臺灣博碩士論文加值系統

網絡統合分析（Network meta-analysis）能夠結合直接與間接證據，以比較多種治療的相對效益或危害。結構方程模式（Structural equation modeling）則是一種探討多個觀察變數和潛在變數的統計方法。先前的研究顯示網絡統合分析中的Lu-Ades模型可應用於結構方程模式。然而，Lu-Ades模型乃以治療之間的差異（contrast）作為分析單位的差異參數化模型（contrast-parameterized model），因此不僅會引入差異之間的相關性，也帶來資料輸入和模型建構的麻煩。

在本篇博士論文中，我們提出了如何在結構方程模式中，直接以各治療的結果為分析單位，即臂參數化模型（arm-parameterized model），來進行網絡統合分析。其中我們發現臂參數化模型會引入過多固定效應參數而造成附帶參數問題（incidental parameter problem），因此使用積分的方式將參數消除。我們說明了如何將採用受試者內設計（within person design）的研究納入臂參數化模型分析。另外，在臂參數化模型的架構下，傳統統合分析的新估計方法「無限制加權最小平方法（unrestricted weighted least squares）」可以輕易地推廣到網絡統合分析。

而後，我們利用發展的模型佐以結構方程模式的多群組分析（multiple group analysis）來探討網絡統合分析的不一致性（inconsistency），包括全域不一致性（global inconsistency）以及直接-間接證據不一致性（direct-indirect evidence inconsistency）。全域不一致性可在結構方程模式中以設計不一致性模型（design inconsistency model）評估。直接-間接證據不一致性則再被細分為設計導向及資訊導向兩種分析方式。為了瞭解設計導向直接-間接證據不一致性的結構，我們定義了證據網絡圖及證據比較圖，並根據這兩種圖提出臂基準不一致模型（arm-parameterized inconsistency model）。該模型能夠統合當前所有評估直接-間接證據不一致性的模型。在資訊導向直接-間接證據不一致性方面，我們提出了證據裂解模型（evidence-splitting model），並證明該模型是當前唯一能夠正確反映「直接比較證據」與「網絡統合分析中的其他證據」差異的模型。其中，證據裂解模型的參數關係較特殊，因此只有在結構方程模式才能正確估計。
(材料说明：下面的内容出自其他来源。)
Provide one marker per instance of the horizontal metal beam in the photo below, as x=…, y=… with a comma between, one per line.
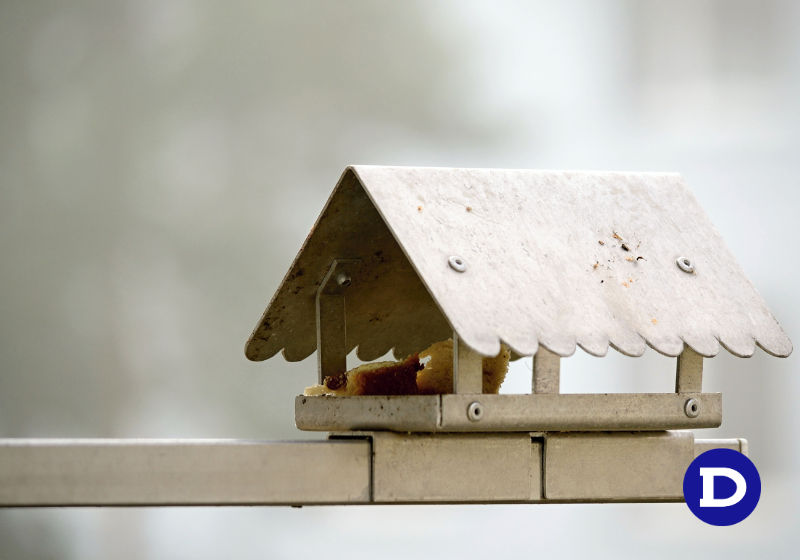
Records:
x=97, y=472
x=359, y=468
x=511, y=413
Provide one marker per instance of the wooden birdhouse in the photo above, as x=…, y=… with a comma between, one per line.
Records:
x=459, y=270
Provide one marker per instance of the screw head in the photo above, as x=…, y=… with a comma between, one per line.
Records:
x=343, y=279
x=475, y=411
x=692, y=408
x=457, y=263
x=685, y=264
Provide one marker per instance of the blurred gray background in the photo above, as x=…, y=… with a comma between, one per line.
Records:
x=162, y=161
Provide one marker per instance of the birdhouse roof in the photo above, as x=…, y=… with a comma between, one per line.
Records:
x=557, y=258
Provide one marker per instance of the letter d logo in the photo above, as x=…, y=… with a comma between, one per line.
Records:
x=721, y=487
x=708, y=499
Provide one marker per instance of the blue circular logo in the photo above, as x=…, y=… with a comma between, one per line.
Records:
x=721, y=487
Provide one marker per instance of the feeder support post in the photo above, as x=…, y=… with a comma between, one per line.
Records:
x=546, y=371
x=467, y=368
x=331, y=318
x=689, y=374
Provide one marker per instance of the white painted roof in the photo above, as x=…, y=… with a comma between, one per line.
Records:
x=552, y=257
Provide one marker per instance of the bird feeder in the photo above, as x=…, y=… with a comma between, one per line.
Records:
x=540, y=263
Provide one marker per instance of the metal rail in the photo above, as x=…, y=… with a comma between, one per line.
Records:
x=366, y=468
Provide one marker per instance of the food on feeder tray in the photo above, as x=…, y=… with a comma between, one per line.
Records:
x=437, y=376
x=380, y=378
x=431, y=375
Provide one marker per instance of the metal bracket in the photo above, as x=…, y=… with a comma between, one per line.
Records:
x=331, y=317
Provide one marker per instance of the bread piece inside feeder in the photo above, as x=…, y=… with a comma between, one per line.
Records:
x=429, y=372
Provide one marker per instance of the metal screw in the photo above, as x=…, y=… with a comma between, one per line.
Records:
x=692, y=408
x=343, y=279
x=685, y=264
x=474, y=411
x=457, y=263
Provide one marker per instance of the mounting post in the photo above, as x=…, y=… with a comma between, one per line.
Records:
x=689, y=374
x=546, y=371
x=467, y=368
x=331, y=318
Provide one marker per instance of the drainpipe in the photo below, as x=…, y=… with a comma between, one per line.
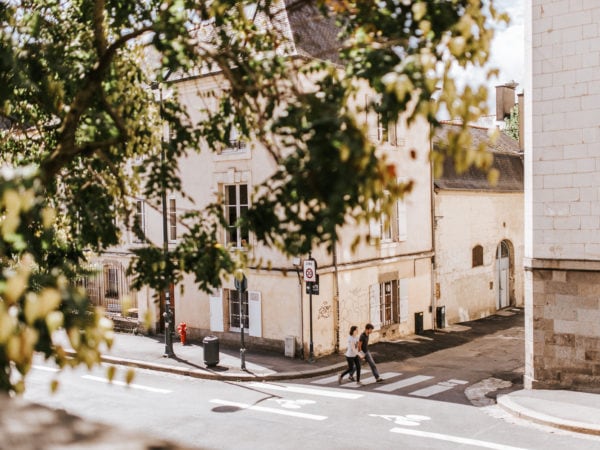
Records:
x=433, y=266
x=336, y=299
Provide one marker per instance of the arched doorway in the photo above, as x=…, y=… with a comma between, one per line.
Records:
x=503, y=274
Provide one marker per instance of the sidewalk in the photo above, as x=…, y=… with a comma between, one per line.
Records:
x=147, y=352
x=568, y=410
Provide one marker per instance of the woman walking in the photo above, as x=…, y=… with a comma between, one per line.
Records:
x=352, y=357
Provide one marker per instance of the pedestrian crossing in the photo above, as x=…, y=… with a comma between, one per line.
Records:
x=393, y=382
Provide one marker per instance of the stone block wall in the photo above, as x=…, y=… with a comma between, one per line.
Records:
x=563, y=343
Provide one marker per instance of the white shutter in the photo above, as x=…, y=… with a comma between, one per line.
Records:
x=403, y=294
x=254, y=314
x=374, y=224
x=374, y=304
x=216, y=312
x=402, y=217
x=402, y=214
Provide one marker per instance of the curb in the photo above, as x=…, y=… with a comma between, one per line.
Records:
x=209, y=374
x=522, y=412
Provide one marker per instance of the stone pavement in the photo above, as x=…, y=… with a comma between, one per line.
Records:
x=575, y=411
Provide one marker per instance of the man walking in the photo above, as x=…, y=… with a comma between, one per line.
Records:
x=363, y=345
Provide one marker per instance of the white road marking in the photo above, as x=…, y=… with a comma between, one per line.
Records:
x=47, y=369
x=403, y=383
x=327, y=380
x=269, y=410
x=411, y=420
x=303, y=390
x=131, y=385
x=455, y=439
x=369, y=380
x=292, y=404
x=437, y=388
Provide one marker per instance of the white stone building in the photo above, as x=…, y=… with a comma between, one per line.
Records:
x=384, y=283
x=478, y=234
x=562, y=194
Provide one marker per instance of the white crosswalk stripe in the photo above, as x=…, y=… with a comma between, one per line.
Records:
x=369, y=380
x=304, y=390
x=327, y=380
x=389, y=386
x=437, y=388
x=403, y=383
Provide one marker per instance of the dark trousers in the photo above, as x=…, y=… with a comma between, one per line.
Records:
x=353, y=366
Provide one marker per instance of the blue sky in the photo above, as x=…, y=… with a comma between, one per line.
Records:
x=507, y=53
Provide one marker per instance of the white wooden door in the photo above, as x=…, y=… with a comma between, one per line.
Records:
x=216, y=312
x=503, y=269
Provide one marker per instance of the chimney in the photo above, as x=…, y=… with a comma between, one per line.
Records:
x=521, y=98
x=505, y=100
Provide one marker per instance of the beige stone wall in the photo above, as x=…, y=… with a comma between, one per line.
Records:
x=564, y=348
x=285, y=307
x=464, y=219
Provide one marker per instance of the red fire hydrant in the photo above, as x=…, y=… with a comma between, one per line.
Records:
x=182, y=330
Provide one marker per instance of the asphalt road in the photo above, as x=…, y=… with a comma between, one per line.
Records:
x=422, y=405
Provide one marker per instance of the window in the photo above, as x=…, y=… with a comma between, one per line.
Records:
x=236, y=206
x=386, y=129
x=234, y=309
x=139, y=221
x=394, y=228
x=172, y=219
x=389, y=302
x=477, y=256
x=111, y=282
x=236, y=143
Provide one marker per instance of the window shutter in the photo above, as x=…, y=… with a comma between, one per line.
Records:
x=403, y=294
x=254, y=314
x=374, y=224
x=402, y=218
x=216, y=312
x=374, y=303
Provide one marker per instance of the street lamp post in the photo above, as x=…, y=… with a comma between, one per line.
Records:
x=241, y=286
x=168, y=314
x=310, y=269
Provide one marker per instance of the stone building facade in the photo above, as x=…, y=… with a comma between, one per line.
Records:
x=479, y=233
x=562, y=194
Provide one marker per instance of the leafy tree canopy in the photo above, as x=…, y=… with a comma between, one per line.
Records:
x=77, y=107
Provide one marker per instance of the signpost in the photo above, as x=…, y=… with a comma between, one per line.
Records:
x=310, y=276
x=241, y=285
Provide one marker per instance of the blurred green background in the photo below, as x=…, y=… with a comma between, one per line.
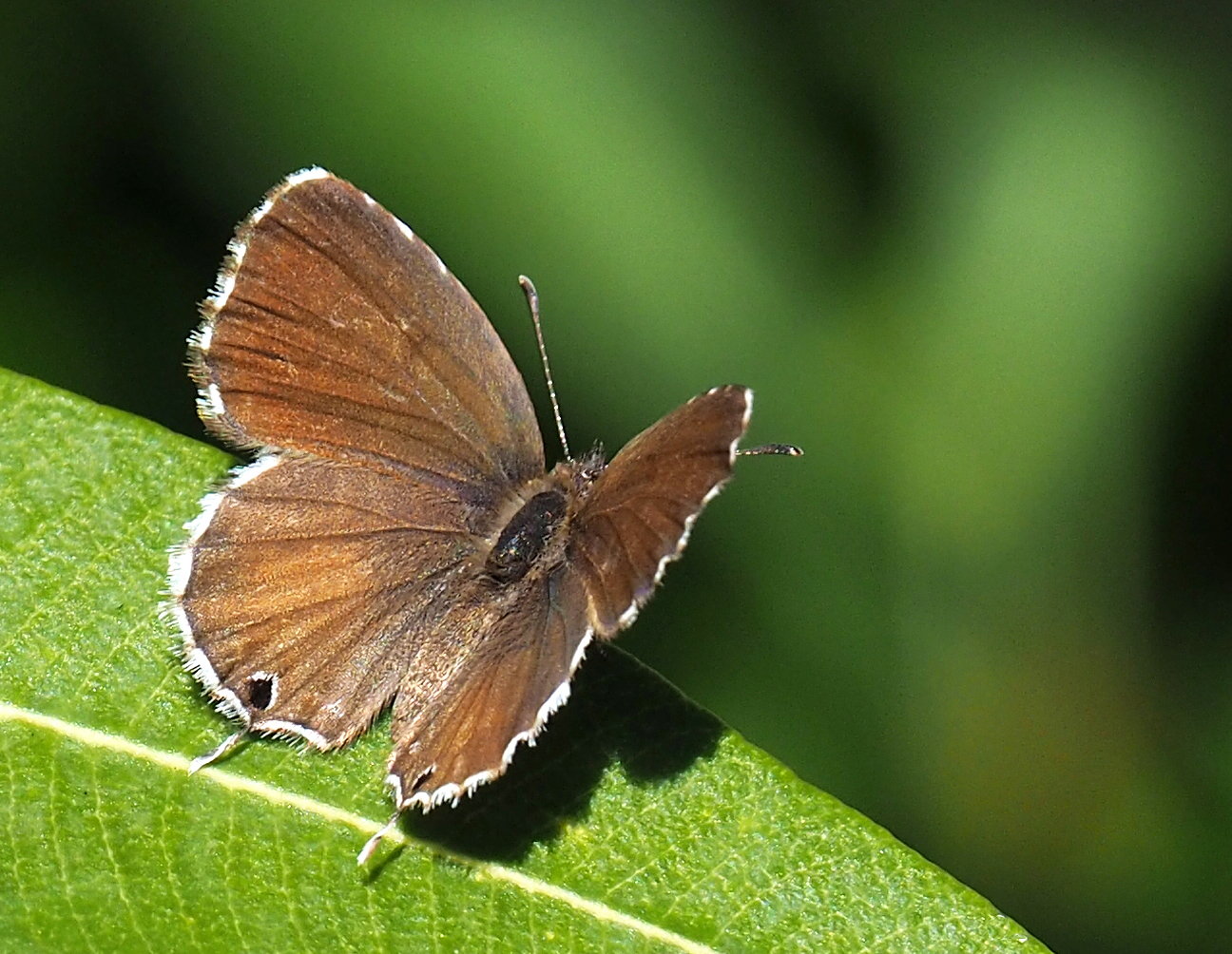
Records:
x=974, y=258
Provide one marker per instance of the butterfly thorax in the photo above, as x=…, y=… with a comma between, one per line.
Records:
x=536, y=531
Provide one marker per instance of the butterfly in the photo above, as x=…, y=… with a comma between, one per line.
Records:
x=398, y=540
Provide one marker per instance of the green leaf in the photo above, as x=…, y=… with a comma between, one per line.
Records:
x=638, y=823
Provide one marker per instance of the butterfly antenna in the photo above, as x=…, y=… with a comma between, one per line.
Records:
x=778, y=449
x=532, y=300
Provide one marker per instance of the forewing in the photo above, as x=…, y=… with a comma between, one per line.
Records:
x=456, y=730
x=642, y=507
x=337, y=332
x=308, y=587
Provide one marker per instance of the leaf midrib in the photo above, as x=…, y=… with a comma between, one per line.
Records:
x=175, y=762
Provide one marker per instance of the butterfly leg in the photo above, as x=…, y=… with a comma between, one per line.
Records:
x=371, y=846
x=223, y=748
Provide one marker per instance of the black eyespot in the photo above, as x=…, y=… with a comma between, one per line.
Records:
x=423, y=777
x=260, y=691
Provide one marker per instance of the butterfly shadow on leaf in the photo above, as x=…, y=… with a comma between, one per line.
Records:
x=619, y=712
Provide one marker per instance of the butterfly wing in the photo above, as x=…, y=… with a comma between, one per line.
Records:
x=453, y=734
x=336, y=330
x=292, y=595
x=641, y=508
x=395, y=429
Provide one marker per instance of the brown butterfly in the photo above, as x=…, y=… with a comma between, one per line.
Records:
x=398, y=537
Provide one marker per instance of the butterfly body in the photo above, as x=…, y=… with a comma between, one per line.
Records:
x=398, y=541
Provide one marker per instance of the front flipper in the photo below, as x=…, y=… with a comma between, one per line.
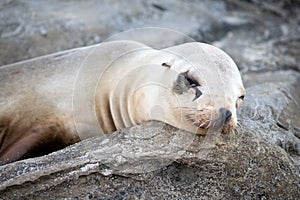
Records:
x=37, y=140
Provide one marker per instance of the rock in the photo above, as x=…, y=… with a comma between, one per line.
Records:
x=157, y=161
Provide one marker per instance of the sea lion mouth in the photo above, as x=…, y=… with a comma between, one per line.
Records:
x=204, y=119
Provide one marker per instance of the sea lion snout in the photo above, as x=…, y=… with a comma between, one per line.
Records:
x=225, y=115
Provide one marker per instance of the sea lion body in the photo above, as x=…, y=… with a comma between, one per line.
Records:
x=53, y=101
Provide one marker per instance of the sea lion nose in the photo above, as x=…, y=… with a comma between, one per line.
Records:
x=226, y=114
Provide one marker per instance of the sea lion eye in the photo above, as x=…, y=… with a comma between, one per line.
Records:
x=192, y=82
x=240, y=101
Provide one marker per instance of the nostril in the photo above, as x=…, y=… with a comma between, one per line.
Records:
x=226, y=114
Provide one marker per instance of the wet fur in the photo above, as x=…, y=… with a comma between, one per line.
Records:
x=32, y=132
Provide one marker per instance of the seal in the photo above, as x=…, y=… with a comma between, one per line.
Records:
x=53, y=101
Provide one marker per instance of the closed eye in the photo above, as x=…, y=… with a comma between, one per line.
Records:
x=192, y=82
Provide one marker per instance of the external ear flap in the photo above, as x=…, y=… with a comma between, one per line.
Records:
x=181, y=84
x=166, y=64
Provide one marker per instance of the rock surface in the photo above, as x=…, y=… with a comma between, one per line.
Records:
x=157, y=161
x=261, y=160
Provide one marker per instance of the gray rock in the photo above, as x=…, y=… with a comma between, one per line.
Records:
x=156, y=161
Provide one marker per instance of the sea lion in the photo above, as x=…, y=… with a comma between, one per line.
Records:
x=53, y=101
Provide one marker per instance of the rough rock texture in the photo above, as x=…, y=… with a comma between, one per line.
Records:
x=156, y=161
x=261, y=160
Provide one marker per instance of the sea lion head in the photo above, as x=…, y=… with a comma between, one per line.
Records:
x=208, y=87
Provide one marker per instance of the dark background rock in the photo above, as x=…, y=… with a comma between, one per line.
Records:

最後，我們試圖了解當今網絡統合分析的估計方法在稀少資料下的表現。此處稀少資料指事件發生機率低的二元結果資料。經模擬發現，頻率學派常用的經驗勝算比（empirical odds ratio）在事件發生機率低時會出現嚴重偏誤。綜合偏誤、型一錯誤及檢力表現，階層廣義線性模型（hierarchical generalized linear model）是最佳的稀少資料估計法。而就我們提出的臂參數化模型而言，只要各治療效果差異不大，可使用我們自傳統統合分析Peto勝算比延伸出的多變量Peto勝算比來分析。另外，為解決Peto勝算比估計值受到各治療組別人數比例的問題，我們進一步提出中心化Peto勝算比，並發現該估計法可在各治療組別人數比例不均等的狀況下降低一部份偏誤。

利用結構方程模式估計臂參數化模型的彈性甚高。除了可以適應各種模型假設，亦可評估網絡統合分析的重要面向，例如不一致性。綜上所述，結構方程模式具有成為網絡統合分析標準評估工具的潛力。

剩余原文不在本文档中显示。